Title:On the probability of several near geodesics with shared endpoints in Brownian last passage percolation, and Brownian bridge regularity for the Airy line ensemble

Abstract:The Airy line ensemble is a positive-integer indexed system of continuous random curves whose finite dimensional distributions are given by the multi-line Airy process. It is a natural object in the KPZ universality class: for example, its highest curve, the Airy$_2$ process, describes after the subtraction of a parabola the limiting law of the scaled weight of a geodesic running from the origin to a variable point on an anti-diagonal line in such problems as Poissonian last passage percolation. The ensemble of curves resulting from the Airy line ensemble after the subtraction of the same parabola enjoys a simple and explicit spatial Markov property, the Brownian Gibbs property.
In this paper, we employ the Brownian Gibbs property to make a close comparison between the Airy line ensemble's curves after affine shift and Brownian bridge, proving the finiteness of a superpolynomially growing moment bound on Radon-Nikodym derivatives.

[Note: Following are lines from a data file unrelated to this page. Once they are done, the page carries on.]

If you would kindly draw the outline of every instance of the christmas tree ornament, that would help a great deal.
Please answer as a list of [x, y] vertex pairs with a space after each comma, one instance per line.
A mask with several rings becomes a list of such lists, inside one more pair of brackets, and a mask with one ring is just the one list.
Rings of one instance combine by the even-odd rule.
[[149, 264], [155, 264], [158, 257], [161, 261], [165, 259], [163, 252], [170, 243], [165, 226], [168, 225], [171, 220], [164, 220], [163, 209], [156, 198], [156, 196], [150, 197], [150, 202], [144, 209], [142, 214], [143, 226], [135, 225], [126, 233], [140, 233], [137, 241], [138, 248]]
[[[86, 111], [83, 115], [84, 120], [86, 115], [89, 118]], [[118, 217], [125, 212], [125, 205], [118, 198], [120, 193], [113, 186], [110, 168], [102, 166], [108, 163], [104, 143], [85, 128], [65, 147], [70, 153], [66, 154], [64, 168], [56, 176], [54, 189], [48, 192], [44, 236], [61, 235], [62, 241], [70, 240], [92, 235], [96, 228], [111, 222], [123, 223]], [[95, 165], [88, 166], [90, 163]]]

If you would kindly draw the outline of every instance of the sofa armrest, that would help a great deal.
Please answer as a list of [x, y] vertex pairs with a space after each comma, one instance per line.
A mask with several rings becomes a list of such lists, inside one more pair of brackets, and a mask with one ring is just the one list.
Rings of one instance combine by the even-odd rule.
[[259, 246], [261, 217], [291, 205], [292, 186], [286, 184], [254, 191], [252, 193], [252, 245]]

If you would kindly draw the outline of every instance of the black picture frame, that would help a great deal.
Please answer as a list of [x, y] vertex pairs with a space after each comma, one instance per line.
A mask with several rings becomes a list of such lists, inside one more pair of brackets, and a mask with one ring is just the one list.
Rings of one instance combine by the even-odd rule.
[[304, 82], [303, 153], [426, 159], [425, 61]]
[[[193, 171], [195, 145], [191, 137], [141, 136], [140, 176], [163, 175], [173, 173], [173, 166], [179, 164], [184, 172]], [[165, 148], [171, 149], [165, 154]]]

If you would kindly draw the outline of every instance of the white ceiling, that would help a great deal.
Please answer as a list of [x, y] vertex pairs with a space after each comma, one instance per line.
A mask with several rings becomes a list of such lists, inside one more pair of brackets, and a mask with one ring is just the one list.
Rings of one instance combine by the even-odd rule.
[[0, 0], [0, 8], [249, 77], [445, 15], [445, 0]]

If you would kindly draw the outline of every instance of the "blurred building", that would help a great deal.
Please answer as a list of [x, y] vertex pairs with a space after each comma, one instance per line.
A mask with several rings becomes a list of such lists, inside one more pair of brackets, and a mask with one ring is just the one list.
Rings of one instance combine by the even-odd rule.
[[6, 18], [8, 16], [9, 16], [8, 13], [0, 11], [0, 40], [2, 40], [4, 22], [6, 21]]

We also determine the value of a natural exponent describing the decay in probability for the existence of several near geodesics with common endpoints in Brownian last passage percolation, where the notion of `near' refers to a small deficit in scaled geodesic weight, with the parameter specifying this nearness tending to zero.
To prove both results, we introduce a technique that may be useful elsewhere for finding upper bounds on probabilities of events concerning random systems of curves enjoying the Brownian Gibbs property.